The streets around the stockyard district south and west of downtown Oklahoma City looked like an annex of Tuscaloosa on Wednesday afternoon. Blue and orange flags adorned cars throughout much of the city in anticipation of the Thunder playing for a spot in the NBA Finals, but crimson and white flags on cars with Alabama plates were more prevalent amid the pickup trucks and livestock trailers around Cattleman's, a steakhouse institution near the stockyards. When you win at Alabama, fans will travel, just as they go to games at home in numbers unmatched anywhere in college softball.

It doesn't seem like much until you consider there were cars and trucks parked nearby that rolled off the assembly line before there was a softball team at Alabama, let alone a program capable of competing for a championship. The 1996 Olympics in Atlanta were a major milestone for the growth of softball in the South in general and specifically in spurring the SEC to finally join the world of college softball, as Alabama did in 1997. It wasn't that long ago, but it became much more a part of the past Wednesday night.
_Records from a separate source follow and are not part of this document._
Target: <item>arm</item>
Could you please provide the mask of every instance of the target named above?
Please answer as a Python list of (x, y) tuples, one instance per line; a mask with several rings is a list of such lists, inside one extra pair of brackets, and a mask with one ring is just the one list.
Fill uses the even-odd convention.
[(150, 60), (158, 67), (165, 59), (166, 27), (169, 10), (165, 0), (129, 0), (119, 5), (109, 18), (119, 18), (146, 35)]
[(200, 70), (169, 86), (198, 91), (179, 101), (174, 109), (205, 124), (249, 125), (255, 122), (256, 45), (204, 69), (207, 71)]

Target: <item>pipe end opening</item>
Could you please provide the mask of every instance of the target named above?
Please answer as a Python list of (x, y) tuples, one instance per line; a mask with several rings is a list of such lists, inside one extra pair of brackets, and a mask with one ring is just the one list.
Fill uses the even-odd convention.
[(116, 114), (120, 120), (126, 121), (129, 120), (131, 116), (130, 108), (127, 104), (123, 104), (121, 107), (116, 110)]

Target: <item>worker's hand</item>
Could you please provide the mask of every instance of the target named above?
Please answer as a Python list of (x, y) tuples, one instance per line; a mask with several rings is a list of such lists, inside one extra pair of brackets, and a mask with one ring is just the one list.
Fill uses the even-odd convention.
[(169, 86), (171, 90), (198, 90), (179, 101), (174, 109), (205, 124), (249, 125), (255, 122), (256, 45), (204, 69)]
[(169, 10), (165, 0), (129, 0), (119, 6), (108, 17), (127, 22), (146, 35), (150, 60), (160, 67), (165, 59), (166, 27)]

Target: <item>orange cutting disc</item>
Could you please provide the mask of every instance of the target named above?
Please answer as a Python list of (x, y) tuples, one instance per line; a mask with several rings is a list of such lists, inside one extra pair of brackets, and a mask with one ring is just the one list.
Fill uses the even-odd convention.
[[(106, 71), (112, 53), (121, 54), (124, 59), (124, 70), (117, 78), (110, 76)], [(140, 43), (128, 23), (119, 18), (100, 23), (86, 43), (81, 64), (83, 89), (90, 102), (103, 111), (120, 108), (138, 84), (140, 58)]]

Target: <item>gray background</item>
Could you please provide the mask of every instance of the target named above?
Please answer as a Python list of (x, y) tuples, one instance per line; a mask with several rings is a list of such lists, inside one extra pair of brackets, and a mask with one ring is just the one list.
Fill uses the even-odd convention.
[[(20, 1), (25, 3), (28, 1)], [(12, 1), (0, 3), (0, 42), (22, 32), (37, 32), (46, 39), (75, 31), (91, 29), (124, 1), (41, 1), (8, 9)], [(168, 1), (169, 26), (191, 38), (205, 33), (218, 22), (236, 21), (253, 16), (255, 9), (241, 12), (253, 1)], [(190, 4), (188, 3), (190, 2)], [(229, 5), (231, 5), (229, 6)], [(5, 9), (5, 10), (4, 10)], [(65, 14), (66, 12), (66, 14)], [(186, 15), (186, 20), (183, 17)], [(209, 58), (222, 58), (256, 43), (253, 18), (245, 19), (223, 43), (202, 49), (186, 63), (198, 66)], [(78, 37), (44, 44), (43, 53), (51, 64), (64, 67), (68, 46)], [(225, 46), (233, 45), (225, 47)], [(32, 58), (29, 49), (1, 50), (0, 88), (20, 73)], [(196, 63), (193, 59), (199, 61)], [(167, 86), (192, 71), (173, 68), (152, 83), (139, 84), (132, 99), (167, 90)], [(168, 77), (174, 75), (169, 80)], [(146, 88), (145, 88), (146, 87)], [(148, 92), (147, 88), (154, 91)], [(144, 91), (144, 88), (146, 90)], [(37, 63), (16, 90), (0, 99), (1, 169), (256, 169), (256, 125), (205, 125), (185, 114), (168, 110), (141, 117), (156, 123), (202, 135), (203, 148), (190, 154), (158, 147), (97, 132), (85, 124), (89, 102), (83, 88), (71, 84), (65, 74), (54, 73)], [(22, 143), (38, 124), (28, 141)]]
Growing up in Georgia, all Hunt remembers of those Olympics is the vague memory of her dad driving visitors around as a volunteer. In the world she grew up in, softball was always a fixture of the sporting landscape, from her earliest years through choosing from any number of colleges in the South eager to give a scholarship to a shortstop with All-American power at the plate.

There was always just one thing hanging out there, one annual failure in Oklahoma City that invited skepticism about a conference and its brand of softball.

"Not necessarily looked down on, but it definitely is kind of an underdog thing," Hunt said. "You can't blame anyone because we hadn't really ever won it -- no one in the SEC had ever won it. So you can't really blame them until you can prove them wrong. I wouldn't necessarily say it's looked down on, but I definitely think the South and the East Coast are kind of the underdog in a sense."

The only way you prove otherwise is by going out and playing. And by the time the fourth inning rolled around Wednesday night, Alabama was tired of waiting to do just that.